1. Pagamento da Dívida
A forma mais direta e objetiva de extinguir uma execução é o pagamento da dívida, conforme previsto no artigo 924, II do Código de Processo Civil (CPC)[1]. Este dispositivo legal estabelece que, uma vez que o devedor realiza o pagamento integral do débito, incluindo juros, multas, custos processuais e honorários advocatícios, o objetivo da execução é plenamente alcançado, e o processo deve ser encerrado.
Ademais, a quitação da dívida pode ocorrer de duas maneiras principais: de forma espontânea pelo devedor ou mediante constrição judicial dos bens do devedor.
O pagamento espontâneo ocorre quando o devedor, por sua própria iniciativa, quita integralmente a dívida. Isso inclui não apenas o valor principal devido, mas também os juros incidentes, eventuais multas, custos processuais e os honorários advocatícios. A principal vantagem do pagamento espontâneo é que ele demonstra a boa-fé do devedor, podendo evitar medidas coercitivas adicionais e possíveis restrições sobre seus bens. Além disso, o pagamento espontâneo pode evitar os custos e transtornos decorrentes de medidas judiciais de constrição de bens.
Por outro lado, quando o devedor não realiza o pagamento espontâneo, a execução pode prosseguir com medidas de constrição judicial, que incluem penhora, arresto, sequestro, entre outros. A constrição judicial dos bens do devedor visa a garantir a satisfação do crédito exequendo, forçando a alienação dos bens penhorados para que o montante devido seja quitado.
Além de que, a penhora recai sobre os bens do devedor para garantir a execução, e pode atingir bens móveis e imóveis, valores em contas bancárias, rendimentos futuros e outros ativos, conforme artigo 831 do CPC[2]. A partir da penhora, o bem pode ser levado a leilão ou adjudicado pelo credor para a satisfação do crédito.
Contudo, independentemente da forma de pagamento, é essencial a comprovação perante o juízo da quitação integral da dívida.

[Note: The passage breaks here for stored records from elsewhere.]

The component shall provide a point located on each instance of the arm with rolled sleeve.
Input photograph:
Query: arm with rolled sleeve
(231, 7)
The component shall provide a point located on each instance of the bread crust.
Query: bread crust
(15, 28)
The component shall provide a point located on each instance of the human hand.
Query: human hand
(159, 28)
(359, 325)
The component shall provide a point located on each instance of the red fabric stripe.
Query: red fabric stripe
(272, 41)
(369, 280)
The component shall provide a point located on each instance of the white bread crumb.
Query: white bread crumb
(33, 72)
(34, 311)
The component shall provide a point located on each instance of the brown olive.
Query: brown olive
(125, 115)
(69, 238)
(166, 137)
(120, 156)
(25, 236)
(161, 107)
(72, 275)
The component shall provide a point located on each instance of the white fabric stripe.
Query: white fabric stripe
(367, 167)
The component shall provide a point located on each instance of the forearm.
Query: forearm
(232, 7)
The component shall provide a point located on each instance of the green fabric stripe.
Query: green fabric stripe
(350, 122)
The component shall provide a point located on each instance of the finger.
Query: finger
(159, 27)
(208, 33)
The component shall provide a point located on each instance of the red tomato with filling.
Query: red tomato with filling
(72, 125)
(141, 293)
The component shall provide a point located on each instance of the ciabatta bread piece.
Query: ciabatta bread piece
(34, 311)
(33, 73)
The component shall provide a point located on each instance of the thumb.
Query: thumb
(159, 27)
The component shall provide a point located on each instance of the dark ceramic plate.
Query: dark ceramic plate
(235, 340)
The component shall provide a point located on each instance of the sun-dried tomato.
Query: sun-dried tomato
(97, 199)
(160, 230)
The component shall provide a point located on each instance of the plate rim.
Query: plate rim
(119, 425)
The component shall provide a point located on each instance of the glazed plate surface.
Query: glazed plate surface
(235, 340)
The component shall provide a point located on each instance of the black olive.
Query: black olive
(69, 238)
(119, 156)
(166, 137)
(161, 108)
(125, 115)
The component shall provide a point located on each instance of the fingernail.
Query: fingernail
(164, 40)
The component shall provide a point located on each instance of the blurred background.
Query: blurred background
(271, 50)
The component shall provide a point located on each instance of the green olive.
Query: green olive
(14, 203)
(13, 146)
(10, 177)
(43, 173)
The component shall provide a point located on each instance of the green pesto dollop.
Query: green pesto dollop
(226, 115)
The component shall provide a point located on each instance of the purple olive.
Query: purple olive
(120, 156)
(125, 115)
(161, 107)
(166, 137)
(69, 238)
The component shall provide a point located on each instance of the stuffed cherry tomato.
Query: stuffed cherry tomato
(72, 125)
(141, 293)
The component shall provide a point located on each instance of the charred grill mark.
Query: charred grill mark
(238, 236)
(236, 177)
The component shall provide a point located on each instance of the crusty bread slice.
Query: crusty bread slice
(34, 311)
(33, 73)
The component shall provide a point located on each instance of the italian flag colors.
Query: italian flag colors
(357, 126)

Esta comprovação pode ser realizada por meio de recibo, termo de quitação assinado pelo credor ou outro documento equivalente que ateste o cumprimento da obrigação. O juiz, ao verificar a quitação completa, determinará a extinção da execução, nos termos do artigo 924, II do CPC[3].

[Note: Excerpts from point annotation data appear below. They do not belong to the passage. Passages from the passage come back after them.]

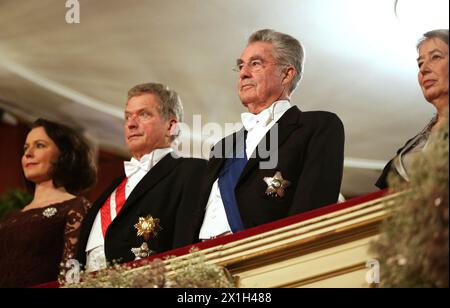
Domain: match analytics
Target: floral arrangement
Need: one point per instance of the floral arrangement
(189, 272)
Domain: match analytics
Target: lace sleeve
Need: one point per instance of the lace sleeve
(72, 228)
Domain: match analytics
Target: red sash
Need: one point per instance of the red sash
(105, 211)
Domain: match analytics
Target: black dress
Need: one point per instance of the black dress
(35, 242)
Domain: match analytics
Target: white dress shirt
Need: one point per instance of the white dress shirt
(215, 221)
(135, 171)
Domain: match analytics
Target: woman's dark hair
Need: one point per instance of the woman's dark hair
(441, 34)
(74, 169)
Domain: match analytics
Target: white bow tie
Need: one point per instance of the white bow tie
(250, 120)
(134, 165)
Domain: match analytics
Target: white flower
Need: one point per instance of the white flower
(51, 211)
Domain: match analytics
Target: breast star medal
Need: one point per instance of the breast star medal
(276, 185)
(147, 227)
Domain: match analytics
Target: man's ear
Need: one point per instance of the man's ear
(288, 76)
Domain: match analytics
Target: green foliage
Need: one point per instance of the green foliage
(413, 248)
(191, 271)
(13, 199)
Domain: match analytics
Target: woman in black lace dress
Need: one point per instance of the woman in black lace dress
(433, 80)
(57, 164)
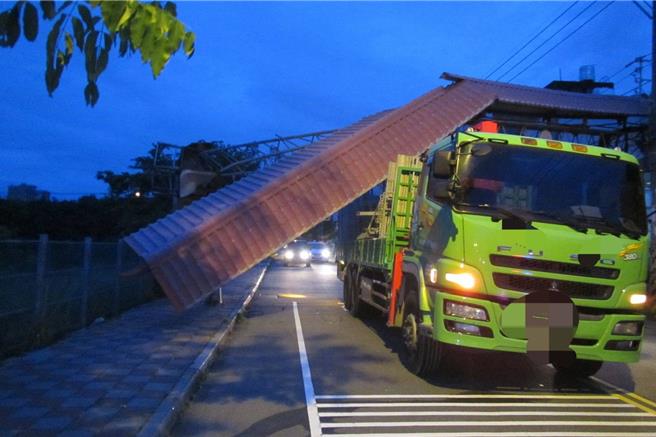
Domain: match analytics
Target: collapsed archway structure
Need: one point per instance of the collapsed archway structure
(194, 250)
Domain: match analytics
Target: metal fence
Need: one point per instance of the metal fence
(49, 288)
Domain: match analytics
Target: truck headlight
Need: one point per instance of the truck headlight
(627, 328)
(464, 280)
(465, 311)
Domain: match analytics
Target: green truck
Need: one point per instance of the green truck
(507, 243)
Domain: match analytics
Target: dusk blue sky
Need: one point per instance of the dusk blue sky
(265, 69)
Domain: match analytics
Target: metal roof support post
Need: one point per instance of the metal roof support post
(86, 271)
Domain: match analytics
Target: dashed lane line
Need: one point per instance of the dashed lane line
(310, 400)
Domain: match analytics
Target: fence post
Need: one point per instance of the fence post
(41, 258)
(116, 307)
(86, 267)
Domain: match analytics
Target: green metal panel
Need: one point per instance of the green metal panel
(389, 231)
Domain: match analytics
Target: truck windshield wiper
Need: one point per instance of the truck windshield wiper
(601, 224)
(563, 220)
(526, 221)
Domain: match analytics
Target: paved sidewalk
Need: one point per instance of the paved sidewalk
(110, 378)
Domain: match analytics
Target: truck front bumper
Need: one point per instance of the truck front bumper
(593, 339)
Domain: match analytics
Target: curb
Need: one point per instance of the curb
(162, 420)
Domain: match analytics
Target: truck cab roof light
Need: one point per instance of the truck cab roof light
(529, 141)
(638, 299)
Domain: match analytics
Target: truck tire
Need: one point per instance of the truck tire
(423, 355)
(577, 368)
(356, 305)
(347, 289)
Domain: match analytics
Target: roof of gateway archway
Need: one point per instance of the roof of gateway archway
(197, 248)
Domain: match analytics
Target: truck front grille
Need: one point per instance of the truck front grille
(530, 284)
(540, 265)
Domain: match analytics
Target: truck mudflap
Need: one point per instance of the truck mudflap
(547, 320)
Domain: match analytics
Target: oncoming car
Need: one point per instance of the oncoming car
(297, 254)
(322, 251)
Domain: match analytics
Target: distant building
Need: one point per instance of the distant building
(586, 83)
(26, 193)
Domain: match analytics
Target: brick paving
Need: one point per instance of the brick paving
(110, 378)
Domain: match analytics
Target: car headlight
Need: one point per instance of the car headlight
(627, 328)
(638, 299)
(464, 280)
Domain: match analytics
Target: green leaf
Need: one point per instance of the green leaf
(171, 8)
(69, 44)
(48, 8)
(86, 16)
(103, 59)
(91, 94)
(51, 44)
(123, 46)
(30, 22)
(90, 55)
(190, 44)
(5, 17)
(108, 41)
(78, 31)
(64, 6)
(11, 26)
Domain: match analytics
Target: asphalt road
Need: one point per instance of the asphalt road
(355, 381)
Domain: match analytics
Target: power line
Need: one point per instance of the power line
(532, 39)
(643, 9)
(608, 78)
(546, 41)
(563, 40)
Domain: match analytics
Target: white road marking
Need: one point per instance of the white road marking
(310, 399)
(506, 434)
(467, 396)
(472, 424)
(482, 413)
(618, 404)
(626, 392)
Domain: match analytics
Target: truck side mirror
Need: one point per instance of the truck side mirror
(441, 167)
(440, 189)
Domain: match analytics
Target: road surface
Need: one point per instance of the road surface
(351, 380)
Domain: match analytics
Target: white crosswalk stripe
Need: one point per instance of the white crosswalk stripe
(493, 415)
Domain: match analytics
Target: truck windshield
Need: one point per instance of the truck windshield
(589, 191)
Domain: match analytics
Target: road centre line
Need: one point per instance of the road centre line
(635, 404)
(310, 400)
(506, 434)
(475, 404)
(473, 424)
(467, 396)
(626, 393)
(481, 413)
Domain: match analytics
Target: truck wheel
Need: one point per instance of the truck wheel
(356, 304)
(423, 354)
(347, 290)
(577, 368)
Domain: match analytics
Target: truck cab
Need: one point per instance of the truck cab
(518, 244)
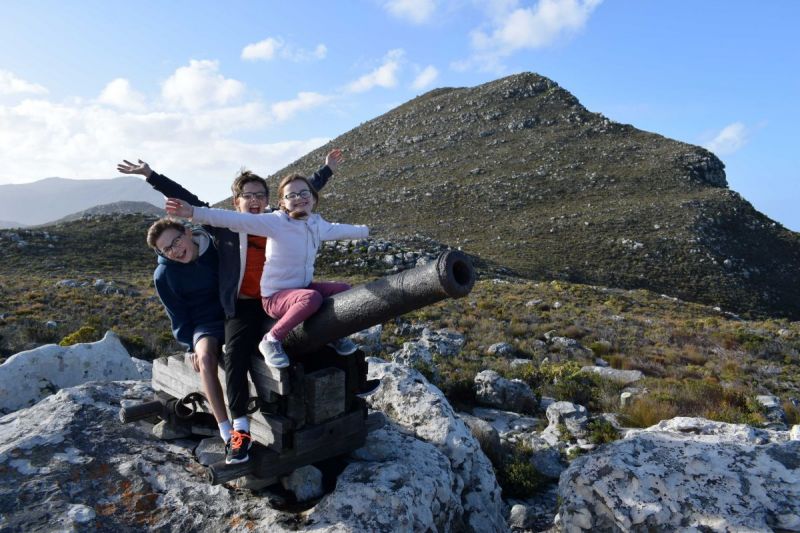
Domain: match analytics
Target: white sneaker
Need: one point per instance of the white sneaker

2. Reconhecimento de Nulidade ou Inexigibilidade do Título
Outra forma de extinguir uma execução é pelo reconhecimento de uma nulidade do título executivo. Caso se verifique que o título que fundamenta a execução possui vícios ou nulidades, o devedor pode apresentar embargos à execução ou exceção de pré-executividade, argumentando a invalidade do título.

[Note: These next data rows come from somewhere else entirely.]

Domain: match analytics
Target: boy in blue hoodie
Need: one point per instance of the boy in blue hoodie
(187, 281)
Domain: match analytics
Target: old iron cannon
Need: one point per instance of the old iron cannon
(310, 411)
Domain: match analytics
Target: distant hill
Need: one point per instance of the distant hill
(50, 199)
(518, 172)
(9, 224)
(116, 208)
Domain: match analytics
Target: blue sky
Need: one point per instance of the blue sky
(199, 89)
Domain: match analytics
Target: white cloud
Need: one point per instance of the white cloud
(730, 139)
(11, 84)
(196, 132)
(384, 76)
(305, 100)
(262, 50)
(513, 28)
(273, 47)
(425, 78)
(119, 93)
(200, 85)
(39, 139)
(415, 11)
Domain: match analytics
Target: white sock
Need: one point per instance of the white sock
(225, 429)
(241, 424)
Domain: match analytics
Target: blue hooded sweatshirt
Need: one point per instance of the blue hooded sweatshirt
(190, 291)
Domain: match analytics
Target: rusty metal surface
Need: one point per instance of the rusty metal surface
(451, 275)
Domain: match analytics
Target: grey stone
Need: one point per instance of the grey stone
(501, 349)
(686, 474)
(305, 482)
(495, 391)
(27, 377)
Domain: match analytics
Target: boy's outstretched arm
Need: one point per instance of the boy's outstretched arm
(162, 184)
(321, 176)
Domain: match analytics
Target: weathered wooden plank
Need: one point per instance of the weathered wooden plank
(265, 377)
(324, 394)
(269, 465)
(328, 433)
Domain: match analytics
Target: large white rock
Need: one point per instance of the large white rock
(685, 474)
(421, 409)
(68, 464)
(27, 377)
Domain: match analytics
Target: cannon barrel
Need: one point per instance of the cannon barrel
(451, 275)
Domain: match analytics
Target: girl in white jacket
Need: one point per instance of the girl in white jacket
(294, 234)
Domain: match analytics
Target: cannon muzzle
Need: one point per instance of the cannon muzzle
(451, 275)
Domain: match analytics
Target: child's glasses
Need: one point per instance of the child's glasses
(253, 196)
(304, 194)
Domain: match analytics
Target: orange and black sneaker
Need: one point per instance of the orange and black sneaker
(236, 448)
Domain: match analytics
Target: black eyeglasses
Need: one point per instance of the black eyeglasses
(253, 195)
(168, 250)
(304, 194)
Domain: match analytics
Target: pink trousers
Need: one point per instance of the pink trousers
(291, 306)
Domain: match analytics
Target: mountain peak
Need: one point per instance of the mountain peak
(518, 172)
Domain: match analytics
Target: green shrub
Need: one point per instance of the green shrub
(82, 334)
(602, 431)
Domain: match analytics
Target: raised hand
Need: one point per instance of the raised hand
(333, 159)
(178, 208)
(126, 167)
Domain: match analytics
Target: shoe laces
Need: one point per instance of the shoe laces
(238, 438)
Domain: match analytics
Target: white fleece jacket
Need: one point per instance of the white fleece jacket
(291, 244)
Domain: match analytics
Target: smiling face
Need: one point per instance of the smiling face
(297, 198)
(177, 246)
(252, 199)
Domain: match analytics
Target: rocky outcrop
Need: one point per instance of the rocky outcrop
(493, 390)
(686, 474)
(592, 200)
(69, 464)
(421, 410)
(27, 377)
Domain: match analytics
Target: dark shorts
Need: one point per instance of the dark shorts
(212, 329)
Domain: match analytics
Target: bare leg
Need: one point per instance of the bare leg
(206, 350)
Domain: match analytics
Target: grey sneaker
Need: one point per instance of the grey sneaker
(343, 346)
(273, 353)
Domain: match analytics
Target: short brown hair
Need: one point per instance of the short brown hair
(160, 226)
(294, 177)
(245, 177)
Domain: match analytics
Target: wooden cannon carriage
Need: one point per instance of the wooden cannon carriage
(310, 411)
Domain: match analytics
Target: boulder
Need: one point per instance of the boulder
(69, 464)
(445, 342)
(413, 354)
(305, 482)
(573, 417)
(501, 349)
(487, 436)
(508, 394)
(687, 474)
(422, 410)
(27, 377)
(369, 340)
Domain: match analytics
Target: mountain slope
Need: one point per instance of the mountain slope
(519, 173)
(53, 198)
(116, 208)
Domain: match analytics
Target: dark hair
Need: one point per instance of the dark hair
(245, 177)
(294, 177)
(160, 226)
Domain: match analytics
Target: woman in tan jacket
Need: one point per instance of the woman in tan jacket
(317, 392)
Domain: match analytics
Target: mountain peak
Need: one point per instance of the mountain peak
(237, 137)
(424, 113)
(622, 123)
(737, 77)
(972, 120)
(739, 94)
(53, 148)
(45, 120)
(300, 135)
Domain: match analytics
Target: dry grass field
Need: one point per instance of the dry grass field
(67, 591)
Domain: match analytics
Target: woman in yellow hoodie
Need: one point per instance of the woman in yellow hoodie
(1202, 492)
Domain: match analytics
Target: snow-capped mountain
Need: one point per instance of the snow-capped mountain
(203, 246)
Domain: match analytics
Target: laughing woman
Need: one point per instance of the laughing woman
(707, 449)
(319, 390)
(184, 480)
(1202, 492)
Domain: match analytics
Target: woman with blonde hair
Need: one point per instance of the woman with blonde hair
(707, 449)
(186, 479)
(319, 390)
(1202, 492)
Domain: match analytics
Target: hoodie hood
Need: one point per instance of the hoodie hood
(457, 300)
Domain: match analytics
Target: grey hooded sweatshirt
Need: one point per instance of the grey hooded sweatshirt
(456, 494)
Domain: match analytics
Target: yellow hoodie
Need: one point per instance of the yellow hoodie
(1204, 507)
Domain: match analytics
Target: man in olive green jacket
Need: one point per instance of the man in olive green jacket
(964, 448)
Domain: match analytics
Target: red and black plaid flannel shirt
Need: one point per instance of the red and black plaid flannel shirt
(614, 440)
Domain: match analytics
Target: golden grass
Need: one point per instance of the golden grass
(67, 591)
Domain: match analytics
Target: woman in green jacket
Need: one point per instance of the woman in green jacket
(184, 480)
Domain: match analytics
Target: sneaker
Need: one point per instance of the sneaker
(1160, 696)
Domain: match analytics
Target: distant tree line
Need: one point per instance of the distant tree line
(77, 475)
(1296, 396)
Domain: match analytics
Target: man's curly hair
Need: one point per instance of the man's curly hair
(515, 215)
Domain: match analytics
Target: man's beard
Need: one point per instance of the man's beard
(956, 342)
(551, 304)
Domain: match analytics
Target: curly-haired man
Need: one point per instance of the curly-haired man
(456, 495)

Outrossim, a validade do título executivo é um pressuposto indispensável para a regularidade da execução. De acordo com o artigo 783 do Código de Processo Civil, "A execução para cobrança de crédito fundar-se-á sempre em título de obrigação certa, líquida e exigível." Assim, qualquer vício que comprometa a certeza, liquidez ou exigibilidade do título pode levar ao seu reconhecimento como nulo.
Entre os exemplos mais comuns de nulidade de título executivo, pode-se citar:
· Vícios Formais: ausência de requisitos essenciais como a assinatura do devedor ou a falta de elementos que permitam a identificação clara da obrigação.
· Prescrição da Dívida: se o título executivo perdeu sua força executiva devido ao decurso do prazo prescricional, conforme previsto no artigo 206 do Código Civil.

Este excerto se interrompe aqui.